“Canary In The Coal Mine” – The Returns On House Flipping Crash To A Six-Year Low

The house flipping industry has gone bust, and many investors are left holding the bag. Here are the details…

from Zero Hedge

Real-estate speculation has long been a characteristic of booming housing markets, and in this current cycle of artificially suppressed rates, investors have been furiously flipping homes which peaked in the first few months of 2018. The number of companies flipping houses also hit a decade high, as HGTV programming and house flipping seminars across the country suckered in the broad base of the American people.

Now the house flipping industry has gone bust, and many investors are left holding the bag. Flipping dropped for the third consecutive quarter, due to mortgage rate increases, according to Attom Data Solutions. At the same time, the average return on investment crashed to a six-year low.

“A total of 45,901 single-family homes and condos were flipped in 3Q18, signaling a 12% drop from a year ago to a 3.5-year low from the first quarter of 2015. Houses flipped sold for an average of $63,000 more than what the home flipper purchased them for, down from the all-time high of $68,000 achieved in the first quarter and from $65,000 a year ago,” said Attom Data Solutions.

The gross flipping profit in 3Q18 was about 42.6% ROI, the lowest level seen since the first quarter of 2012. Despite the recent market plateau, some flippers are finding it unprofitable in the current market environment.

With home price appreciation stalling, many flippers have started to notice margin compression and to make matters worse, President Trump’s tariffs have made the cost of materials just that more expensive.

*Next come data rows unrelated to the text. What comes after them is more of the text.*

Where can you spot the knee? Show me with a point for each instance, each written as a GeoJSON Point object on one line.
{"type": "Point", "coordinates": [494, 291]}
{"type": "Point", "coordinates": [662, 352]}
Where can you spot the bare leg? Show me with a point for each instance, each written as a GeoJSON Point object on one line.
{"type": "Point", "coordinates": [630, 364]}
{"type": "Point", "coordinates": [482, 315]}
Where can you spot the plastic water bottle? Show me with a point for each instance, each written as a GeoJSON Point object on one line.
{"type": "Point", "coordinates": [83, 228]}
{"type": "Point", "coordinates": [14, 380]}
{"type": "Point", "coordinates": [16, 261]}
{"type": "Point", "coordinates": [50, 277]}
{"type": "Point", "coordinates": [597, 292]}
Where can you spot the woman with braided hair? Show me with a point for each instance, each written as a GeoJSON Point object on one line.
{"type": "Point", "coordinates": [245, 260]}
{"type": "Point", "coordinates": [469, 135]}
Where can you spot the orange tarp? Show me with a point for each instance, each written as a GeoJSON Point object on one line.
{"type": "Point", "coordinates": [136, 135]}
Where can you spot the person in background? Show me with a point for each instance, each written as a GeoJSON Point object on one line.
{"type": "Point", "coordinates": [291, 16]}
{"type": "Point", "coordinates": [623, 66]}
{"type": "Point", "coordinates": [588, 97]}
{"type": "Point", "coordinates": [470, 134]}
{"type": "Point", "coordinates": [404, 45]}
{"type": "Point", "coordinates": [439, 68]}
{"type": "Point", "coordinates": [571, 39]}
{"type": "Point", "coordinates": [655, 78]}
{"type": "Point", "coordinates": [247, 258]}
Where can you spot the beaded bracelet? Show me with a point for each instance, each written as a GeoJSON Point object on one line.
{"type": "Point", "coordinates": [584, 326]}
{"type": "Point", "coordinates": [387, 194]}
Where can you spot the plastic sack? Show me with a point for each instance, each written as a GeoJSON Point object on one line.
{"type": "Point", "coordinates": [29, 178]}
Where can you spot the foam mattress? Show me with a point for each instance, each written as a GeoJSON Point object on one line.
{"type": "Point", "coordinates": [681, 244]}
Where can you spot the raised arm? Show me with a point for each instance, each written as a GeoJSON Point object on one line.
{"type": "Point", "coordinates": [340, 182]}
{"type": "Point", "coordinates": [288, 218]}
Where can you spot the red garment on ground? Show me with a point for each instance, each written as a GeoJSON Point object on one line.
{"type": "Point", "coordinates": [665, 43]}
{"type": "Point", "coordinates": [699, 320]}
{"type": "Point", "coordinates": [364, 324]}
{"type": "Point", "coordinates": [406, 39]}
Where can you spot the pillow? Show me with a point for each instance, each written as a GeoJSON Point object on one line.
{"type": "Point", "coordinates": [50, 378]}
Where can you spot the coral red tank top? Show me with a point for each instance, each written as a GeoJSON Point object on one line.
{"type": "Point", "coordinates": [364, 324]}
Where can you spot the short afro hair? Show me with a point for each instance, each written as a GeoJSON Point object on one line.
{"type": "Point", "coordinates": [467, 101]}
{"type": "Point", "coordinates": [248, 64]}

The amount of flipped homes purchased with financing held steady at 38.8% in the third quarter, down from 39.2% a year ago and 40.7% the previous quarter.

“Home flipping acts as a canary in the coal mine for a cooling housing market because the high velocity of transactions provides home flippers with some of the best and most real-time data on how the market is trending,” Daren Blomquist, senior vice president at Attom, said in a press release.

We’ve now seen three consecutive quarters with year-over-year decreases in home flips. The last time that happened was in 2014 following the mortgage rate jump in the second half of 2013, but it’s still far from the 11 consecutive quarters with year-over-year decreases in home flips extending from 2Q 2006 through 4Q 2008 and leading up to the last housing crash,” he said.

The total houses flipped in the third quarter represented 5% of all single-family homes and condos sold in the quarter – the lowest reading in more than two years. The flipping rate declined from 5.1% a year ago and 5.2% from the previous quarter.

It seems the popularity of “how to flip a house” in Google Search across the US peaked in 2017 and has since stalled.